A dumpster may tip over and injure or kill
Dumpsters are commonplace at construction and haulage companies due to their ability to carry heavy loads. Moreover, Industrial sites also need large dumpsters along with trucks, forklifts to hold trash or materials to be moved to different locations on the site.
A dumpster accident is likely to occur in the absence of appropriate safety measures. Lifting a dumpster especially at a construction or dumping site can lead to accidents where the dumpster may tip or fall on a person, crushing him/her. A dumpster lifted in mid-air may damage property and hurt people if unauthorized access to control switches is given or if a technical fault in control switches occurs.
Dumpster Diving can harm health and is illegal
Dumpster Diving is the practice of going through residential or commercial trash. It is usually done by people who are in search of food or other items that may be useful to them. Some people may also go through trash to see if toxic wastes are being dumped there in order to report it to the concerned authorities.
Food items that have gone bad, decayed or expired may be picked up and consumed by people. Such a practice can severely affect health leading to diseases that may be passed on further. Also, contact with a hazardous substance in the dumpster can result in skin reaction, respiratory issues etc. that may stay with you for a lifetime.
Not only do you run the risk of harming your health, dumpster diving in some places is illegal. Sifting through trash is illegal in many communities. Also, breaking and opening a locked dumpster may lead to an arrest.

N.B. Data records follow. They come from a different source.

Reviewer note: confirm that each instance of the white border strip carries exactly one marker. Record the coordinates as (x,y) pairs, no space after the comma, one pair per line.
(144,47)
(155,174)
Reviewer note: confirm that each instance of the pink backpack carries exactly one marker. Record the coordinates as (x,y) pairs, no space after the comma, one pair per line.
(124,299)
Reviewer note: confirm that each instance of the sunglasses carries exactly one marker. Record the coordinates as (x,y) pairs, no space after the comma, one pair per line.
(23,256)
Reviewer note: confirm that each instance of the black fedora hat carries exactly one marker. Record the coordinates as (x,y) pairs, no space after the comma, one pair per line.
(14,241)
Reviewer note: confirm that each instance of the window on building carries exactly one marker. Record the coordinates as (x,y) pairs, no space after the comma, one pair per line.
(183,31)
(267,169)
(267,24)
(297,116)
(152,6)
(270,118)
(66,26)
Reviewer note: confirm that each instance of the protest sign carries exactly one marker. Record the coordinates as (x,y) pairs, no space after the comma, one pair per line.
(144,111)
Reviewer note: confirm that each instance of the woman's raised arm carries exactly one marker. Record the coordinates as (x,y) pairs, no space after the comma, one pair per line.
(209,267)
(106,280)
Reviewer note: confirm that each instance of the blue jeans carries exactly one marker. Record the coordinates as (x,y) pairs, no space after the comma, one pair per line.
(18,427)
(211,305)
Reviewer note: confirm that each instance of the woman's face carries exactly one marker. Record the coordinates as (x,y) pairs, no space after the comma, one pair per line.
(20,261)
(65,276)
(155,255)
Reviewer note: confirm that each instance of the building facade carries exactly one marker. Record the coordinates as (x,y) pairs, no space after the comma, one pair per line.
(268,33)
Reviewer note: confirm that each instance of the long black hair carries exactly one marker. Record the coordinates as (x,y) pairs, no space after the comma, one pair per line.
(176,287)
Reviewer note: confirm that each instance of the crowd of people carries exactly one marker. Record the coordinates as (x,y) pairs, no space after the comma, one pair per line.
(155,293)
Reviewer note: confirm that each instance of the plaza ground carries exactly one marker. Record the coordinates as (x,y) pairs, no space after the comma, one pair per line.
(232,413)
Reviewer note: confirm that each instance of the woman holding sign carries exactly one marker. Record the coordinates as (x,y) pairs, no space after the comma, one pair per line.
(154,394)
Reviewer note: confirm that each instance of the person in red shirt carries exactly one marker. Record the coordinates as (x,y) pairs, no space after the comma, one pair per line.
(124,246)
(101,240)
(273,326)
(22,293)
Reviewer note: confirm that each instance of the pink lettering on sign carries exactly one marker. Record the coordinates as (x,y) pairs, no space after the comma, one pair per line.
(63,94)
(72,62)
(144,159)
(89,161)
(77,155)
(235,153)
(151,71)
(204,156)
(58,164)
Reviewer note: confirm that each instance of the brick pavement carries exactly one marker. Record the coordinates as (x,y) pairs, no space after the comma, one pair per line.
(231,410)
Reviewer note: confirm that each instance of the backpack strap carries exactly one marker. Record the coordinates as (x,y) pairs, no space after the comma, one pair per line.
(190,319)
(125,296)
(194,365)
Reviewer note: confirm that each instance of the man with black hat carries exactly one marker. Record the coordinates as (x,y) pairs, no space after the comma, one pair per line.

Dumpster Signs can prevent Hazards
Installing Dumpster Signs and Labels is an easy and effective way to prevent the mixing of hazardous substances with ordinary waste, dumpster diving and to ensure that people dumping the trash may do so in a clean and efficient manner.

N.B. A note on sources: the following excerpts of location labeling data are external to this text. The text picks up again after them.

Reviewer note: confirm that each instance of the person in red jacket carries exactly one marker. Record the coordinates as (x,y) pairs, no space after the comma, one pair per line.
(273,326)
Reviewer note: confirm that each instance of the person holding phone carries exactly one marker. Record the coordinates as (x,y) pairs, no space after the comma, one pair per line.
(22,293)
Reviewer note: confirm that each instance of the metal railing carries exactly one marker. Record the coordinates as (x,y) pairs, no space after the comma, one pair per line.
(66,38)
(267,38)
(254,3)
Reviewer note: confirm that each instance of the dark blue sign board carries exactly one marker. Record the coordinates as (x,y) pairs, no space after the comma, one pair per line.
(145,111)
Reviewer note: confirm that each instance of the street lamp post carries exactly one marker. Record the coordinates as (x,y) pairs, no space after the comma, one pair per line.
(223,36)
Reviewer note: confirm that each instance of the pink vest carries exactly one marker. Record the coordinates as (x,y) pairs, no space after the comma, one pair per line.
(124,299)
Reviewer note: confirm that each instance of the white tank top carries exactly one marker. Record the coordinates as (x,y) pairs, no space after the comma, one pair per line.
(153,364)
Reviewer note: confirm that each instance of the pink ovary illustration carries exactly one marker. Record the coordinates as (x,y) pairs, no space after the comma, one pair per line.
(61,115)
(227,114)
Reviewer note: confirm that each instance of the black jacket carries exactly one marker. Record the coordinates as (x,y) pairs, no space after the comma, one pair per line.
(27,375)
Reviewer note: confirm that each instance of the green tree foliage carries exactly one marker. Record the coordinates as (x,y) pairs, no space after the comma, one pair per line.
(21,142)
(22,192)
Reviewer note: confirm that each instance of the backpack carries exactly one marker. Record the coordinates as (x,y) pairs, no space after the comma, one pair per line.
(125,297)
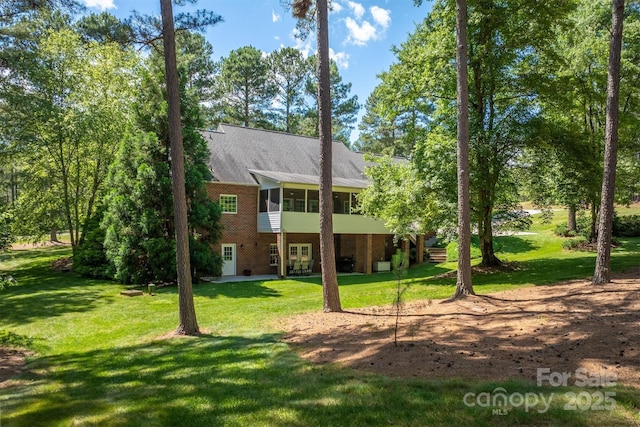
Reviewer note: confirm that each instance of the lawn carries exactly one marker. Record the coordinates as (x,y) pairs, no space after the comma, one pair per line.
(101,359)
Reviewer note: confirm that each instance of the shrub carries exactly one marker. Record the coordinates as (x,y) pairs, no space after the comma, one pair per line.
(626,226)
(562,230)
(89,258)
(6,237)
(6,282)
(575,243)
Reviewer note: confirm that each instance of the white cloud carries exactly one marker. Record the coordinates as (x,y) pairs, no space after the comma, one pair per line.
(360,34)
(341,58)
(101,4)
(358,9)
(381,16)
(336,7)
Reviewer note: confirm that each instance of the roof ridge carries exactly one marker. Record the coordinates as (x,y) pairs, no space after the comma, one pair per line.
(279,132)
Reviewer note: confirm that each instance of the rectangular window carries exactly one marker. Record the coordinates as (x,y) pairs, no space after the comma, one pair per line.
(340,200)
(274,200)
(273,255)
(313,203)
(300,252)
(229,203)
(264,200)
(354,204)
(227,255)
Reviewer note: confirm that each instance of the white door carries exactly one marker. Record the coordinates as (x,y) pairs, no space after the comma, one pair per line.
(229,259)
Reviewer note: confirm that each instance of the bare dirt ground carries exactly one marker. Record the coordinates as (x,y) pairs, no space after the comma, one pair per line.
(11,363)
(509,334)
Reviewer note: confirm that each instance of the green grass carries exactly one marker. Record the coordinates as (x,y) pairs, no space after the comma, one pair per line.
(101,360)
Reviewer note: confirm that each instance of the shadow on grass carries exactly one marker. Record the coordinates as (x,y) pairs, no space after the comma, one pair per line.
(235,381)
(513,244)
(43,292)
(248,289)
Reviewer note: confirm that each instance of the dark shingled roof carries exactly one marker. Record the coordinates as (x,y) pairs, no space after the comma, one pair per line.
(237,152)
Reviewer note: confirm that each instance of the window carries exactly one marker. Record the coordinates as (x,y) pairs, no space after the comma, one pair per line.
(355,206)
(274,200)
(273,255)
(300,252)
(341,203)
(264,200)
(229,203)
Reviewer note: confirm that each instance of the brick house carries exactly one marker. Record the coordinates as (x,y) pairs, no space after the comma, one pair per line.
(267,184)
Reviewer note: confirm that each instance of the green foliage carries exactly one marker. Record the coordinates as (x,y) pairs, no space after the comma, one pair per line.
(626,226)
(139,241)
(400,263)
(7,281)
(67,102)
(398,197)
(89,258)
(244,88)
(6,235)
(98,363)
(563,230)
(452,249)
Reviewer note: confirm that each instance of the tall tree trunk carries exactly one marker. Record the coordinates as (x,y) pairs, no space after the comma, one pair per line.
(572,224)
(331,294)
(187,313)
(464,286)
(602,272)
(593,234)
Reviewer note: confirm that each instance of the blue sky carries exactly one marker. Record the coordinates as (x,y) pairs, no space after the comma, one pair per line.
(361,32)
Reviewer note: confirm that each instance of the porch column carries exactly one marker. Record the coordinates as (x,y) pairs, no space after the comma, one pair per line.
(282,249)
(368,263)
(420,249)
(406,244)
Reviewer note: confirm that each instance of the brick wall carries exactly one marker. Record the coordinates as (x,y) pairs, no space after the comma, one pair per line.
(241,228)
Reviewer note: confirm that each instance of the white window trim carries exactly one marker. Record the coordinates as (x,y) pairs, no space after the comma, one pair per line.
(271,254)
(222,205)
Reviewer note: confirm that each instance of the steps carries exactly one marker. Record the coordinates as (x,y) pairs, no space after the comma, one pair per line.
(437,255)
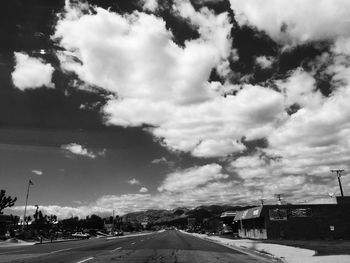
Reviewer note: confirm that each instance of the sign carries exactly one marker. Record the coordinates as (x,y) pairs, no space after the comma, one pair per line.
(256,212)
(300,212)
(278,214)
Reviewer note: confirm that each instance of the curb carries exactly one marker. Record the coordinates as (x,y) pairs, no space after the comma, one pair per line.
(57,241)
(253,253)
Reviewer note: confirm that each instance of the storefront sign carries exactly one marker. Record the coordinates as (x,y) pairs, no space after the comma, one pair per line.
(278,214)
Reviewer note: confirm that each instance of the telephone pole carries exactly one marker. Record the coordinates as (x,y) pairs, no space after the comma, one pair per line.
(279,197)
(338,172)
(25,208)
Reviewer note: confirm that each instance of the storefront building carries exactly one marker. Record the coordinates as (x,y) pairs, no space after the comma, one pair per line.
(303,221)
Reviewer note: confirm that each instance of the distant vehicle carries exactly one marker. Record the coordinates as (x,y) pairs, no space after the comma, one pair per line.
(81,235)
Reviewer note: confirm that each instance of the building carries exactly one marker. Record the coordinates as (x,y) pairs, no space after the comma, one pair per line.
(227,222)
(7,223)
(302,221)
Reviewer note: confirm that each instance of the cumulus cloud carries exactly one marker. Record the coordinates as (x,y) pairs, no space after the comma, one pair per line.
(77,149)
(264,62)
(134,181)
(150,5)
(31,72)
(297,21)
(191,178)
(168,88)
(143,190)
(37,172)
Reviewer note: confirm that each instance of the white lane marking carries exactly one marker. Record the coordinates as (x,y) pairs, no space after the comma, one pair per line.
(135,235)
(9,252)
(115,249)
(84,260)
(56,251)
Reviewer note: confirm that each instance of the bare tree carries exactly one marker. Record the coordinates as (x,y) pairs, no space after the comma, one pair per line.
(6,201)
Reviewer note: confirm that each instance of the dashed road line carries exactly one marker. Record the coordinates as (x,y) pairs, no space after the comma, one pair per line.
(13,251)
(115,249)
(84,260)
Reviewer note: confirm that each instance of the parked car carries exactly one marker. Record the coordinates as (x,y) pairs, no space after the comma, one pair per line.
(81,235)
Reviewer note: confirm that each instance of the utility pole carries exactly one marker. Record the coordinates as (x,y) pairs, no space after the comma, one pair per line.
(25,208)
(338,172)
(279,197)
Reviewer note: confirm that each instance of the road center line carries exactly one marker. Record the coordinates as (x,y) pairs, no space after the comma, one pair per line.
(56,251)
(84,260)
(9,252)
(116,249)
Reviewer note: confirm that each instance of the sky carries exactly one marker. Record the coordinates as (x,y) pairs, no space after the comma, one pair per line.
(146,104)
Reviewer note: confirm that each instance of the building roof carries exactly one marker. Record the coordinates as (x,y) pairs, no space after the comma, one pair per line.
(228,214)
(5,219)
(249,213)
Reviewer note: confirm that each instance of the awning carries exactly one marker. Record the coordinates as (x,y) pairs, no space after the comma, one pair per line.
(249,213)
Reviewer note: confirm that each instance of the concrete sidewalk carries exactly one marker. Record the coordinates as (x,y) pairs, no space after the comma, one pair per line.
(15,242)
(287,254)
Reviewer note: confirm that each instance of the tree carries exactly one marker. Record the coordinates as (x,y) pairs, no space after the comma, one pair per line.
(6,201)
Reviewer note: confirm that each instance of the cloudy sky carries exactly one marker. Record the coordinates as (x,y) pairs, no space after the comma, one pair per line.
(130,105)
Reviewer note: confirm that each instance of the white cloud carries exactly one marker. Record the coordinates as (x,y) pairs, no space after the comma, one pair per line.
(297,21)
(31,72)
(78,149)
(217,148)
(300,88)
(159,160)
(264,62)
(150,5)
(37,172)
(143,190)
(134,181)
(168,88)
(191,178)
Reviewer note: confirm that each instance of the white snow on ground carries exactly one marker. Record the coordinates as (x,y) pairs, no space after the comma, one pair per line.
(287,253)
(133,235)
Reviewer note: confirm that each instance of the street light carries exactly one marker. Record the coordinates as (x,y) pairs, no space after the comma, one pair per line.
(25,208)
(338,172)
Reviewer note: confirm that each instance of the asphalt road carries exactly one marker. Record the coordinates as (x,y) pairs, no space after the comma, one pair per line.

• Installing Dumpster Signs or Dumpster labels in private properties or construction areas etc. prevents the public from throwing trash there, thus avoiding over-dumping and unloading suspicious materials.
• Dumpsters Signs and Labels ensure that the trash is dumped inside the dumpster and up to a certain level which would avoid trash spilling on ground.
• A sign or label on a dumpster acts as a warning to divers who may be prosecuted if they are not compliant.
• A sign with ‘No Smoking’ message avoids fire accidents that are most common near dumpsters.
• A Dumpster Rule Sign with ‘Keep Dumpster Lid Shut’ acts as a reminder to people who unload trash and walk away. Installation of such a sign is important to prevent odor from spreading and insects breeding on trash.
• A Dumpster Sign with a No Parking message avoids the dumpster area being blocked by vehicles that are sometimes parked due to non -availability of proper parking area.